REVIEW: Mr. Cavendish, I Presume by Julia Quinn
Dear Mrs. Quinn,
I didn’t start reading your books until the publication of the second Bridgerton novel. The hoopla surrounding it was impossible to miss. Once I’d finished it, I had to go back and read the first book and then each of the following books in the series. My favorite remains Colin and Penelope’s story. As I read each novel after book four, I noticed that my enjoyment dimmed slightly. Not by much but, yes, there was a downward trend. But at eight books it was a lengthy series and such is to be expected.
I wasn’t thrilled with the book that came next, Miranda Cheever, as shown by my C+ review grade. But I heard that this was an older manuscript you’d pulled out, dusted off and polished up for publication while you worked on two all new books. So, okay I was still willing to keep reading your novels. And with “The Lost Duke of Wyndham,” at first it looked like you and I were sympatico again.
But even though my final grade for “Duke” was better than “Cheever,” I couldn’t help but notice that certain aspects of the writing style were beginning to stand out as annoying for me. When I began to read “Mr. Cavendish,” what had been slightly annoying in the later Bridgerton books and vastly irritating at the beginning of “Duke” became something I couldn’t overcome. Namely, the over bantering dialogue. It’s like the book is trying to be a 30’s sophisticated movie on steroids.
The circle blathering, mental and verbal, is enough to drive me insane. You didn’t used to write this way. I’m sure of it and Jane feels the same way. I made it through the last book because it seemed to die down after about the 1/2 way mark but this time, I’ve had it. I just can’t take it anymore. As Amelia and Thomas jibbered on to each other, talked over each other and repeated each other, to me, literally ad nauseum, I ended up huffing (at my ereader) “just bloody well get the *&^[email protected]# on with this scene.” They didn’t. At which point I fumed,” Shut up. Just _shut_ up!” To no avail.

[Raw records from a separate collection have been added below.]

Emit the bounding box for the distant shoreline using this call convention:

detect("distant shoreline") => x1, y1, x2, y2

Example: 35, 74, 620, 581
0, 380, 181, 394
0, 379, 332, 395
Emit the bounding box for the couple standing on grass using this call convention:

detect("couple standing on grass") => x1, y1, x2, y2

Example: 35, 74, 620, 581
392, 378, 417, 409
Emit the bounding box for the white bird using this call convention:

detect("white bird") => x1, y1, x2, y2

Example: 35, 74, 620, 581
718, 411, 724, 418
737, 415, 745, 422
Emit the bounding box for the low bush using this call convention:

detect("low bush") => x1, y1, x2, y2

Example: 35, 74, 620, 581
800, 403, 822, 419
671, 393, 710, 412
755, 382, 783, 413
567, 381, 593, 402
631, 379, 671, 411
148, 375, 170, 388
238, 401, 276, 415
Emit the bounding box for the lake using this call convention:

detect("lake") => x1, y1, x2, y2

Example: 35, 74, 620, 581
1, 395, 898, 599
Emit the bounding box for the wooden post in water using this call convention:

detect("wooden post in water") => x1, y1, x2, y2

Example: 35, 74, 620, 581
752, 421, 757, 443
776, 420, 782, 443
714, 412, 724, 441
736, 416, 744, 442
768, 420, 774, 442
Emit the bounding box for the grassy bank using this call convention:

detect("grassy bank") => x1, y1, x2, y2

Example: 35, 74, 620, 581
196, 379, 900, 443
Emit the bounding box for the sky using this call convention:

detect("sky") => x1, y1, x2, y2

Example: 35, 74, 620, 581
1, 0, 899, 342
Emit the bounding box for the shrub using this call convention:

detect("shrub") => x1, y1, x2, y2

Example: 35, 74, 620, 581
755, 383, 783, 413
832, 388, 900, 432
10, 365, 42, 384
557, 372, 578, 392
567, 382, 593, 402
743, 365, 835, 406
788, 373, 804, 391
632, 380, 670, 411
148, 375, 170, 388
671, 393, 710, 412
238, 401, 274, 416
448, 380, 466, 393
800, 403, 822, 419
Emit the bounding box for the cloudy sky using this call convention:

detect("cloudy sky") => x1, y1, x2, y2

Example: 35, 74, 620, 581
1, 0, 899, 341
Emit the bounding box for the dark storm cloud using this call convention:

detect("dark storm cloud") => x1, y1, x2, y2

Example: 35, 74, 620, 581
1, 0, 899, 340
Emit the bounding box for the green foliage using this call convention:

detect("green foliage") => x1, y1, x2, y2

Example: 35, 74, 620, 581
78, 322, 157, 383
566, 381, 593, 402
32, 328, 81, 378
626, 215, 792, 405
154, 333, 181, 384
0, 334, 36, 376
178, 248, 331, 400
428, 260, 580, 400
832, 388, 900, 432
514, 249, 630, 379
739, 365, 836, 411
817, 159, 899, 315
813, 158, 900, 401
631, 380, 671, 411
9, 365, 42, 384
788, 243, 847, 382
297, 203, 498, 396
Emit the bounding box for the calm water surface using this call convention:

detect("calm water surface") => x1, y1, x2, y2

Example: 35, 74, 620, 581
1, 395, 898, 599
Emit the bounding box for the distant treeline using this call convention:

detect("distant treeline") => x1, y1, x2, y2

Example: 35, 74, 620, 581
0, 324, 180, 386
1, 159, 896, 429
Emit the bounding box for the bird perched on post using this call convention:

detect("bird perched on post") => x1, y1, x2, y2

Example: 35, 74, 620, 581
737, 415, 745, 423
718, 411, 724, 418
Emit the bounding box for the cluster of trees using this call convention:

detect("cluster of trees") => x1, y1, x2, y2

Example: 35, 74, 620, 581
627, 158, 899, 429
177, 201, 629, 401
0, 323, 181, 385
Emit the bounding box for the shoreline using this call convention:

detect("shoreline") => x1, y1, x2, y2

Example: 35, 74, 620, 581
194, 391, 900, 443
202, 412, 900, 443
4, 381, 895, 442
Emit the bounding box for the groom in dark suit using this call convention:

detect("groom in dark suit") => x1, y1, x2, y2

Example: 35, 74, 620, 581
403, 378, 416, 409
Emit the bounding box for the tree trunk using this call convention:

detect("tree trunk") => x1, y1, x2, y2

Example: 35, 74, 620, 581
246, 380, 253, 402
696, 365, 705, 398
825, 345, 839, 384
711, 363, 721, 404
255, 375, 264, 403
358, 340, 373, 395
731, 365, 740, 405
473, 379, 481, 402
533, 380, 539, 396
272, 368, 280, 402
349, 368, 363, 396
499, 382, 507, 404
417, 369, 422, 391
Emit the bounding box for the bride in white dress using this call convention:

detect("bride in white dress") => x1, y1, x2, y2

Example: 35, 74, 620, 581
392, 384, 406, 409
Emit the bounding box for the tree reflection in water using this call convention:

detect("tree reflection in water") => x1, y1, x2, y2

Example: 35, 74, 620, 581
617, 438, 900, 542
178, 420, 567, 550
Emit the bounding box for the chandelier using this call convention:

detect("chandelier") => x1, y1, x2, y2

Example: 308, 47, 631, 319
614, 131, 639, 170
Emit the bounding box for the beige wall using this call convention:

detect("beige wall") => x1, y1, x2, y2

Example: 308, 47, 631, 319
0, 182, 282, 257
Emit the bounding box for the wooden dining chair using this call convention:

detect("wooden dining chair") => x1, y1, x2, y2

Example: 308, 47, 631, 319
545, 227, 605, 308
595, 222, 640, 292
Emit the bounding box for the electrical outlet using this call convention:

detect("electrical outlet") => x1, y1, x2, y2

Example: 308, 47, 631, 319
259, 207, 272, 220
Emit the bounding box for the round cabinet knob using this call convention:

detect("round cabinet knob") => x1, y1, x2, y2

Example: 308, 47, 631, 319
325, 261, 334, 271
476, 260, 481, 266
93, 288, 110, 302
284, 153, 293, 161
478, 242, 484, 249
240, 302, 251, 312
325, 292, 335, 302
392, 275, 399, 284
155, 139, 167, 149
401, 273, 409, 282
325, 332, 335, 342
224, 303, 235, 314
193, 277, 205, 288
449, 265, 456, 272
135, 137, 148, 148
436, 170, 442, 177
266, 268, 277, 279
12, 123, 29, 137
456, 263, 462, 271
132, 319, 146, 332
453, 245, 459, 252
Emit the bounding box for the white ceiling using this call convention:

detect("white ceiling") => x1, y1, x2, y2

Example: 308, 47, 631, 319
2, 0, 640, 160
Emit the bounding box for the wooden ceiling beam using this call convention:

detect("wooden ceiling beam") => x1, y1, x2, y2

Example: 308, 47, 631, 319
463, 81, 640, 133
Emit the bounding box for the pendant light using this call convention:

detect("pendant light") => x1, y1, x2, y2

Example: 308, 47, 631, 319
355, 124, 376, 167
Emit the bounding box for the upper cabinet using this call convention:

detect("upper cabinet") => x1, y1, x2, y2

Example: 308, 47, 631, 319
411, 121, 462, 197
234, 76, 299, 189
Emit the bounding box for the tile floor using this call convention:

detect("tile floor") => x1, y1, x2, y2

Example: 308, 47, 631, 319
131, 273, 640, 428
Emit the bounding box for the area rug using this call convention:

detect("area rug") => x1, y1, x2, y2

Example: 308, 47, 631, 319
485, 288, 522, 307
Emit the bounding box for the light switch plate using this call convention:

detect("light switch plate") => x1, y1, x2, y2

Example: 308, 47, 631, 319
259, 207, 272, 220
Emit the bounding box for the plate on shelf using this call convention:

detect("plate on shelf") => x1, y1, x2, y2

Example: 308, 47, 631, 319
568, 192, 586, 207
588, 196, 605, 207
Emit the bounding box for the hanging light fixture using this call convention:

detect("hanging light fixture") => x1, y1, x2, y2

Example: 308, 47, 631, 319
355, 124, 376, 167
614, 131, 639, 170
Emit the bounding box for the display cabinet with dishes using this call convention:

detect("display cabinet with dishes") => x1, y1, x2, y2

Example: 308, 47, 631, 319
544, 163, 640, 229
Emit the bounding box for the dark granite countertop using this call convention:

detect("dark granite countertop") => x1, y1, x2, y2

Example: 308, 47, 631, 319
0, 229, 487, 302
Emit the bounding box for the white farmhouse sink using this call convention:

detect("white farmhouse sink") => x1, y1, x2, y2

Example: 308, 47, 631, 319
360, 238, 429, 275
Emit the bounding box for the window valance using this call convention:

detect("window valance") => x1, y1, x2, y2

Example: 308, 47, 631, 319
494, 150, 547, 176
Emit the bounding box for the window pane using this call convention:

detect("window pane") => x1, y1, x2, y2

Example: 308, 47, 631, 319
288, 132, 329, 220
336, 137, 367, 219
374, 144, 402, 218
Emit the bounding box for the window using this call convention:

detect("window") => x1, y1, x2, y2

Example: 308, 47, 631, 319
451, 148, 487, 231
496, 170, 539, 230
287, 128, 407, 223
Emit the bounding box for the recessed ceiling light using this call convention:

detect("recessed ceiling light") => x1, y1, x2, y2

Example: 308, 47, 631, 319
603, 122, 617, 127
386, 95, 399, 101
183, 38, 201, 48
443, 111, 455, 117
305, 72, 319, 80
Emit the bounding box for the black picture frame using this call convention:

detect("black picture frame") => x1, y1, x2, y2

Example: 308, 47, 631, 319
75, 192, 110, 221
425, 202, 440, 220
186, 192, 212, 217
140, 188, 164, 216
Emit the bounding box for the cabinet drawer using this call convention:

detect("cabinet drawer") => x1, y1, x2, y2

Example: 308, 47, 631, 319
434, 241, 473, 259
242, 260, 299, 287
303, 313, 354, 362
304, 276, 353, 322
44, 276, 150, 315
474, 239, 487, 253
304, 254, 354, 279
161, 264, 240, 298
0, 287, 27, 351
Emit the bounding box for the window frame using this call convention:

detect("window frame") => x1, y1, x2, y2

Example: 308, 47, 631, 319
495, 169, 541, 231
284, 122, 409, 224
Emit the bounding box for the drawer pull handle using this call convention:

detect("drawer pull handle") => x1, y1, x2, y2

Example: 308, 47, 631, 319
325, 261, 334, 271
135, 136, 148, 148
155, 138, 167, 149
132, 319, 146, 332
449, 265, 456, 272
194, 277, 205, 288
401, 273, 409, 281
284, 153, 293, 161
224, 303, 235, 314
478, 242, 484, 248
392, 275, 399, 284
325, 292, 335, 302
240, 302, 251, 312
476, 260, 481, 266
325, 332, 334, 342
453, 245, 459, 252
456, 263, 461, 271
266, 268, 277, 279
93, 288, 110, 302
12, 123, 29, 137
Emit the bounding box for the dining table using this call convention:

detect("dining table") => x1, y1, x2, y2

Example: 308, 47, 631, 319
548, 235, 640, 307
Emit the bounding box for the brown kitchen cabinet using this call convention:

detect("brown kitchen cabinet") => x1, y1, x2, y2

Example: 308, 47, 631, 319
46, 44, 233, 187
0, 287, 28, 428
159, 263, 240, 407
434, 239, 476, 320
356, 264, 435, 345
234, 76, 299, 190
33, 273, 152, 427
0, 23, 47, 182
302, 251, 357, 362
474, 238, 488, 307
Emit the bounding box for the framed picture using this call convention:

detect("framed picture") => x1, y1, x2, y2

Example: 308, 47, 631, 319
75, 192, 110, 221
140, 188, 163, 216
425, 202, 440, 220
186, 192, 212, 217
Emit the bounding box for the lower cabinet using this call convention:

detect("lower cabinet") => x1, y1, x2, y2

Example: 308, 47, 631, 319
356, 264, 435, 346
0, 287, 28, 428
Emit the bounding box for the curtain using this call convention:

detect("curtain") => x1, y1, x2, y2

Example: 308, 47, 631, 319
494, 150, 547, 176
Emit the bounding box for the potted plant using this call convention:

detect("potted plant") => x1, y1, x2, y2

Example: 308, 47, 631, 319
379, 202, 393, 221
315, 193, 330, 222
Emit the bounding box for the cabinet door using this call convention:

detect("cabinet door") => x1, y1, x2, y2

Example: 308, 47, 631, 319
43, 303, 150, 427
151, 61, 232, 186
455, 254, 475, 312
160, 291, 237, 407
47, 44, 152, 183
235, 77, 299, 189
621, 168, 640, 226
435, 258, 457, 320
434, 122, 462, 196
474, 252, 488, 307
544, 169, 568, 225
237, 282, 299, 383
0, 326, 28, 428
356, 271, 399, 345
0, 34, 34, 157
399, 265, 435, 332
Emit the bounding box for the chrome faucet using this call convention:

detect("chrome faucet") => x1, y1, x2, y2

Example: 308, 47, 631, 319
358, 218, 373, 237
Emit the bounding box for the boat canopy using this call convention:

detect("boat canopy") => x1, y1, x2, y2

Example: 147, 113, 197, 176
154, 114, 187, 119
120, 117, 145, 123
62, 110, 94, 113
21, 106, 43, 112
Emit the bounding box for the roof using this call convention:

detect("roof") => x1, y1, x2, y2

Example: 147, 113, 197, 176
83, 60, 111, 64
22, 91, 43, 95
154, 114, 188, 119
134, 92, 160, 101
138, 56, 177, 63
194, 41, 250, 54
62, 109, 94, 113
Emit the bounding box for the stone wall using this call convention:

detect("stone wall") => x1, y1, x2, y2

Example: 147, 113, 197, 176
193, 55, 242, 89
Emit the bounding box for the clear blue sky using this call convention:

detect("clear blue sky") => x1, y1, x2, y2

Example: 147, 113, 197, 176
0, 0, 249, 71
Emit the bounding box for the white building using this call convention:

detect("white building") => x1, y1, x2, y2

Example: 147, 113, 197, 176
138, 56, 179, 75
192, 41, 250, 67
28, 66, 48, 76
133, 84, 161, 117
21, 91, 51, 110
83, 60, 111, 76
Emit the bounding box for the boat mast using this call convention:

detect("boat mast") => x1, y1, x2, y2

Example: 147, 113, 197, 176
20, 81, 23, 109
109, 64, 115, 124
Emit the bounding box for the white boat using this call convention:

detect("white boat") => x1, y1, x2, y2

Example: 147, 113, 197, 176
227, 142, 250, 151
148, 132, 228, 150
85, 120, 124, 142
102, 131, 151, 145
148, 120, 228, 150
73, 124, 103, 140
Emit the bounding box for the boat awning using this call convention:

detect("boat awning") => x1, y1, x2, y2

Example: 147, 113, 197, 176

Then Amelia heads off in mental la la land so often that the other characters often have to yank her back and tell her what they all said during the 5 minutes she was off in space.
It wasn’t just the craft that didn’t work for me but the story as well. There’s the hook of this book. Namely, that we see Thomas and Amelia’s PsOV for the events that were covered in “Wyndham.” I was curious and admit to looking forward to watching you handle this. I also liked Thomas a great deal in book one but in this one, he was more a snotty nosed brat for much of what I read. Amelia had her moments as well. At the start, I had thought this could prove interesting- hidden depths and all – but then she began to annoy me too.
As for the dual plot told from different PsOV, nah, didn’t work too well. Maybe if I’d enjoyed the actual writing style used for the story, then it could have. But endless yammering + same plot = annoying –> nuts.
I hope that this isn’t the parting of ways for me and your books. And obviously your writing style is still working well for tons of readers so I have no expectations that you’ll change it. Perhaps a fresh plot will rejuvenate my interest but alas, for “Mr. Cavendish” it’s a DNF.